Development of a next-generation automated biological detection system for the U.S. must overcome challenging scientific and technical hurdles but the existing BioWatch system and the next-generation system in development are complementary to the nation’s public health surveillance system that relies on hospitals and public health agencies to detect biological threats, according to a new report by the National Academy of Sciences (NAS).

“BioWatch has the potential to provide a more timely alert than the public health and health care systems if a large-scale aerosol attack using certain pathogens were to occur in the localities where BioWatch is deployed, and if BioWatch successfully detects the pathogen,” says the report, BioWatch and Public Health Surveillance: Evaluating Systems for the Early Detection of Biological Threats. “In addition, the proposed Generation 3 technology, if it can be successfully tested and deployed, should be able to provide timelier detection than Generation 2.”

The report was prepared at the behest of the Department of Homeland Security (DHS) in response to congressional direction.

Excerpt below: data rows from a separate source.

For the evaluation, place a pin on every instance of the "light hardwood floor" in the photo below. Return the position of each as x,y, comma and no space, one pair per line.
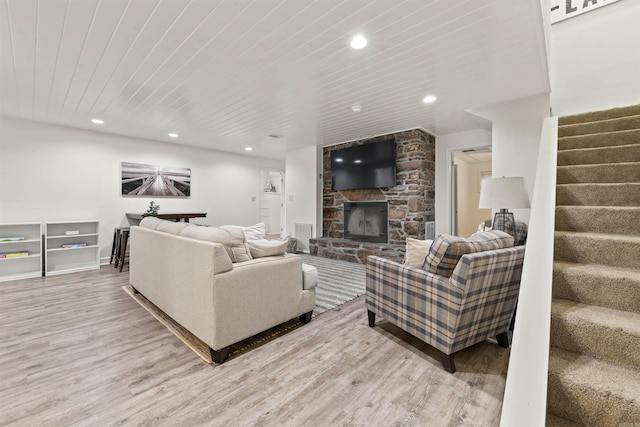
77,350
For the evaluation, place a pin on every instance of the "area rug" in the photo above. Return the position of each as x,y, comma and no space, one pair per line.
338,282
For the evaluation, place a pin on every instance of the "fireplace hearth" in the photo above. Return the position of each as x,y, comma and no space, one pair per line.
366,221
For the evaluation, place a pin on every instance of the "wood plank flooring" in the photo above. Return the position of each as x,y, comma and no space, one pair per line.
77,350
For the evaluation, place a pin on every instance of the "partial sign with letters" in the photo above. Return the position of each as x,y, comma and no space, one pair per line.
565,9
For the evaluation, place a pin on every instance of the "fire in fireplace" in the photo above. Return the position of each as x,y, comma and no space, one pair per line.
366,221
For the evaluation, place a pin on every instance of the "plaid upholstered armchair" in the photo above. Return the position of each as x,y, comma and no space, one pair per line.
464,293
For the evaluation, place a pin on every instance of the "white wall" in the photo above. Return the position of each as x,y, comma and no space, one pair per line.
469,215
595,60
53,173
445,146
303,197
515,140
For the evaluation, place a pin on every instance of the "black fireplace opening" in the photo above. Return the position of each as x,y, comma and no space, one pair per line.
366,221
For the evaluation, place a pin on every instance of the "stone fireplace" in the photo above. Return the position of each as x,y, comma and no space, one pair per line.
366,221
410,202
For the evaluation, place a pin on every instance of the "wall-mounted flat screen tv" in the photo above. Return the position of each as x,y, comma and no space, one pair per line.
364,166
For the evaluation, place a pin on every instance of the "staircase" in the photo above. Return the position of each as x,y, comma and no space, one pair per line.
594,359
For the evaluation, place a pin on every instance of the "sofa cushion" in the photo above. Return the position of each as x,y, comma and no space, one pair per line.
262,247
446,250
239,246
172,227
257,231
210,234
416,252
151,222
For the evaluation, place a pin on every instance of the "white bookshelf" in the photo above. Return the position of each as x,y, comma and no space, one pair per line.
60,258
29,245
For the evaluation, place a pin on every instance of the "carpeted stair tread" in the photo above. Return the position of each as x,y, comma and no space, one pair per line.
592,156
615,288
599,194
592,392
595,248
593,116
594,358
556,421
610,125
608,139
599,219
588,329
600,173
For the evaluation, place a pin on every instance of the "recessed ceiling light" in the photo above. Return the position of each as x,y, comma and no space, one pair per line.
429,99
358,42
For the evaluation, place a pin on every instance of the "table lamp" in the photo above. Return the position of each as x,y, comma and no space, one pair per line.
504,193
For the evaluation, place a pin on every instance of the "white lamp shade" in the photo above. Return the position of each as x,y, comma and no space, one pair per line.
503,193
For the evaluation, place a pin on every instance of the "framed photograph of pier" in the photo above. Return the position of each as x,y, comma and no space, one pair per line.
141,180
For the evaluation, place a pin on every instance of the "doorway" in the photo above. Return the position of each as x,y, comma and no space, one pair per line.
469,167
271,201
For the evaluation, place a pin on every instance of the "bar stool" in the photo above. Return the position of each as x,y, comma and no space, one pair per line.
116,256
122,251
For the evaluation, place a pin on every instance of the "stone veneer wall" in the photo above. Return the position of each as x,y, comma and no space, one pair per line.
411,200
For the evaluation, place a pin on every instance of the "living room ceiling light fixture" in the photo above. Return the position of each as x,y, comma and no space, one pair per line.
358,42
429,99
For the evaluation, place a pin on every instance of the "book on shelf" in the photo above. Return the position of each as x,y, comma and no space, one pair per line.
74,245
13,254
11,239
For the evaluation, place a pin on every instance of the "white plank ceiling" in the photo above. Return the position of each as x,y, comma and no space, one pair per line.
227,74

The report was delivered to DHS a year ago with an abbreviated version released publicly this month.

The NAS says that the currently deployed Gen-2 system and the Gen-3 system, which is in development and testing, require more “systematic technical and operational testing” and be evaluated from a risk-management perspective.

The report says that the public health surveillance system is broader and more flexible than BioWatch, “permitting detection of infectious diseases arising from a broader range of exposures.”

The current Gen-2 BioWatch system is deployed to more than 30 major U.S. cities and essentially consists of fixed aerosol sample collectors that require manual sample retrieval for laboratory analysis of potential deadly pathogens. Sample to response time is lengthy, often over 24 hours.

The Gen-3 systems, which are being developed by separate competing teams led by Northrop Grumman [NOC] and United Technologies [UTX], are supposed to automatically sample the air, process the sample, and report the results several times a day as part of a networked communications system. The program is currently being managed by the DHS Office of Health Affairs (OHA).

The report includes a series of recommendations, among which call on DHS to work with the Departments of Defense and Health and Human Services, the Environmental Protection Agency and the National Science Foundation to develop an aggressive research and development program consisting of short and long-term goals. The short-term goals are to improve the capabilities and cost effectiveness of environmental monitoring of airborne biological threats. The long-term goals are to “improve the knowledge base needed to support” breakthroughs in biosurveillance.

Other recommendations include improved cooperation between OHA and the DHS Science and Technology Directorate, which managed the early Gen-3 development efforts, coordinated support by DHS and its federal partners to local jurisdictions to improve their ability to respond to a BioWatch Actionable Result, and funding from DHS to local jurisdictions to cover local costs associated with supporting BioWatch.